Parli l’Europa, adesso. Trovi una soluzione, una via d’uscita, una strategia. Se i rom sono un problema, come è ovvio che lo siano da molti anni, allora adesso lo deve risolvere l’Europa. Perché la polemica tra la Francia e la Commissione Ue sui rimpatri dei nomadi lascia in eredità un impegno morale e politico: se non le va bene una legge che un Paese membro approva per la sua sicurezza, allora è Bruxelles a doversene fare carico. È finita l’era di un organismo sovrannazionale senza obblighi: se ha il potere di contestare un provvedimento di un Paese aderente, allora deve avere il vincolo politico di trovare una soluzione.
Adesso la questione è quella dei nomadi.
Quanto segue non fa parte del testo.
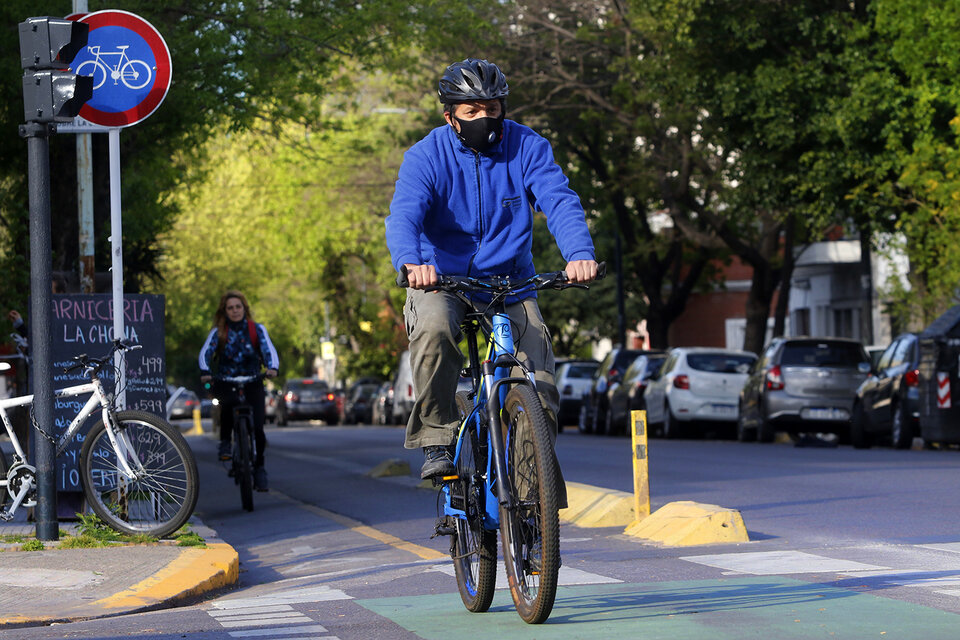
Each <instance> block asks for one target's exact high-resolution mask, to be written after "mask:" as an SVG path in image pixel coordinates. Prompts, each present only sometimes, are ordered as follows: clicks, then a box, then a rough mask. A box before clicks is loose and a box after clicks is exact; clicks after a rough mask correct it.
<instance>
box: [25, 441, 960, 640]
mask: <svg viewBox="0 0 960 640" xmlns="http://www.w3.org/2000/svg"><path fill="white" fill-rule="evenodd" d="M268 439H269V449H268V451H267V461H268V469H269V471H270V474H271V491H270V492H269V493H266V494H257V495H256V497H255V500H256V510H255V511H254V512H253V513H245V512H243V511H241V510H240V499H239V494H238V492H237V490H236V488H235V487H234V486H233V484H232V483H231V482H230V481H229V479H228V478H227V477H226V473H225V471H224V469H223V468H222V467H221V465H219V464H218V463H216V462H214V461H213V457H214V450H215V447H214V442H213V441H212V440H210V439H209V438H204V437H192V438H191V439H190V440H191V444H192V445H193V447H194V449H195V451H196V453H197V456H198V459H199V462H200V472H201V479H202V483H203V484H202V491H201V499H200V504H199V506H198V512H199V514H200V516H201V518H202V519H203V520H204V521H206V522H207V523H208V524H210V525H211V526H213V527H214V528H215V529H216V530H217V531H218V532H219V533H220V534H221V536H222V537H223V538H224V539H225V540H226V541H227V542H229V543H231V544H232V545H233V546H234V547H235V548H236V549H237V550H238V551H239V553H240V558H241V584H240V585H239V587H238V588H237V589H235V590H232V591H230V592H227V593H224V594H220V595H219V596H218V597H215V598H213V599H210V600H208V601H206V602H203V603H199V604H197V605H196V606H189V607H181V608H179V609H176V610H171V611H159V612H153V613H147V614H140V615H135V616H125V617H122V618H115V619H111V620H100V621H89V622H85V623H76V624H71V625H60V626H58V627H56V628H39V629H23V630H18V635H17V636H16V637H17V638H23V639H24V640H30V639H33V638H87V639H92V638H98V639H100V638H102V639H106V638H127V637H141V638H147V637H149V638H163V639H166V638H170V639H172V638H181V637H190V638H209V639H214V640H227V639H228V638H274V639H275V638H281V639H282V638H297V639H298V640H302V639H306V638H317V639H319V638H323V639H326V640H330V639H332V638H340V639H341V640H352V639H360V638H363V639H368V638H385V639H394V638H396V639H401V640H402V639H406V638H438V639H439V638H444V639H447V638H450V637H451V635H456V636H457V637H502V638H540V637H549V638H610V637H614V636H616V635H623V636H624V637H628V636H629V637H643V638H645V639H656V638H671V639H674V640H675V639H678V638H681V639H682V638H691V639H695V638H710V639H711V640H713V639H714V638H764V639H770V638H775V639H781V638H825V637H829V638H855V639H860V638H884V639H890V638H904V639H910V640H916V639H918V638H924V639H925V640H926V639H935V638H956V637H957V636H958V632H957V629H958V628H960V626H958V625H960V617H958V616H957V614H958V613H960V528H958V526H957V524H958V522H957V520H958V516H957V514H960V492H958V491H957V486H958V481H957V478H958V472H960V452H958V451H924V450H918V451H894V450H890V449H880V448H878V449H872V450H867V451H858V450H854V449H851V448H850V447H839V448H798V447H794V446H790V445H788V444H772V445H761V444H741V443H736V442H729V441H696V440H681V441H664V440H651V441H650V443H649V451H650V454H649V455H650V488H651V501H652V504H653V507H654V509H656V508H657V507H659V506H661V505H663V504H665V503H667V502H671V501H676V500H694V501H698V502H705V503H710V504H717V505H721V506H724V507H730V508H736V509H739V510H740V511H741V513H742V515H743V518H744V521H745V523H746V525H747V529H748V531H749V532H750V538H751V542H749V543H745V544H739V545H711V546H703V547H685V548H663V547H658V546H654V545H649V544H643V543H642V542H641V541H639V540H637V539H634V538H629V537H627V536H624V535H623V534H622V532H621V530H620V529H619V528H600V529H585V528H579V527H575V526H572V525H569V524H564V525H563V527H562V531H561V548H562V552H563V563H564V564H563V567H562V569H561V588H560V591H559V593H558V600H557V605H556V607H555V609H554V613H553V615H552V616H551V618H550V619H549V621H548V623H547V625H545V626H543V627H530V626H528V625H525V624H524V623H523V622H522V621H521V620H520V619H519V618H518V617H517V616H516V613H515V612H514V610H513V607H512V603H511V602H510V599H509V595H508V594H507V592H506V591H498V594H497V597H496V598H495V600H494V605H493V607H492V609H491V612H489V613H487V614H469V613H468V612H466V611H465V610H464V609H463V607H462V605H461V604H460V600H459V597H458V596H457V594H456V583H455V581H454V579H453V577H452V568H451V566H450V562H449V559H448V558H445V557H444V552H445V551H446V548H447V540H446V539H445V538H434V539H431V538H430V533H431V532H432V529H433V514H434V513H435V510H436V498H435V494H434V493H433V492H431V491H427V490H423V489H418V488H416V484H417V480H416V479H415V478H413V477H412V476H408V477H401V478H382V479H376V478H371V477H368V476H367V475H365V474H366V472H367V471H368V470H370V469H371V468H373V467H374V466H376V465H377V464H378V463H380V462H381V461H383V460H384V459H387V458H402V459H404V460H407V461H408V462H409V463H410V466H411V468H412V469H413V470H414V471H416V470H417V469H418V468H419V464H420V461H421V458H420V454H419V452H418V451H409V452H408V451H405V450H403V449H402V444H401V443H402V431H401V430H400V429H396V428H380V427H378V428H373V427H325V426H311V425H298V426H291V427H288V428H285V429H275V428H274V429H270V430H269V431H268ZM558 455H559V457H560V460H561V463H562V465H563V469H564V474H565V476H566V479H567V480H569V481H574V482H582V483H587V484H593V485H597V486H603V487H607V488H612V489H619V490H623V491H629V490H631V489H632V486H633V483H632V476H631V473H632V470H631V460H630V446H629V444H628V442H627V441H626V440H625V439H610V438H604V437H599V436H584V435H581V434H578V433H575V432H568V433H565V434H563V435H562V436H561V437H560V439H559V441H558ZM501 584H502V582H501Z"/></svg>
Esiste e chi la nega o è in malafede o è cieco. La vivono l’Italia, la Francia, la Spagna, la Germania, la vivono anche la Romania e la Bulgaria che sono i Paesi dove l’etnia rom ha il suo ceppo più numeroso e da dove i nomadi spesso partono per gli altri Paesi. Non è un problema di cultura politica dei governi che amministrano questi Paesi, come qualcuno vuole cercare di dimostrare. Tre anni fa il ministro per la Solidarietà sociale era il comunista Paolo Ferrero: in un incontro bilaterale chiese alla Romania di varare un intervento per limitare l’afflusso dei rom in Italia. Anche quello, volendo, sarebbe stato un accordo contro i princìpi della libertà di circolazione dei cittadini europei.
Sarkozy e la Francia sono stati ovviamente più duri. Si può non essere d’accordo, certo. Si può anche criticare l’iniziativa francese, come no. Però poi? Poi in questa Europa c’è soltanto censura, biasimo, presa di distanza, punizione. La legge francese è stata definita una «vergogna» dalle autorità europee. Bene. Ma che cos’è un’istituzione che sa dire (...)
(...) soltanto no? È una vergogna anch’essa.
Se esiste, l’Europa deve fare qualcosa. Ha un governo, ha un parlamento, ha un bilancio, ha i soldi dei Paesi che la compongono e quindi dei cittadini che la abitano. Per loro e con loro, Bruxelles ha una responsabilità che non può più trascurare come ha fatto finora ritenendosi un’entità al di sopra di tutto e di tutti. Adesso anche la Germania avrebbe intenzione di mettere a punto un provvedimento per espellere o comunque allontanare i rom dal suo territorio. Sarà criticata anche Angela Merkel. Poi accadrà con un altro Paese, vedrete. Perché quello dei nomadi è un problema che segue le carovane di rom che si spostano per l’Europa: vanno in Belgio? Il Belgio si lamenterà. Vanno in Olanda? L’Olanda si lamenterà. L’Europa non può chiudere e girarsi dall’altra parte, non può parlare e basta. Pensa a una procedura di infrazione contro la Francia. Però la Romania non è mai stata punita, nonostante incentivi le uscite dei rom dai suoi confini, nonostante faccia vivere i suoi rom in ghetti che fanno vergogna. No, quella è «tradizione», giusto?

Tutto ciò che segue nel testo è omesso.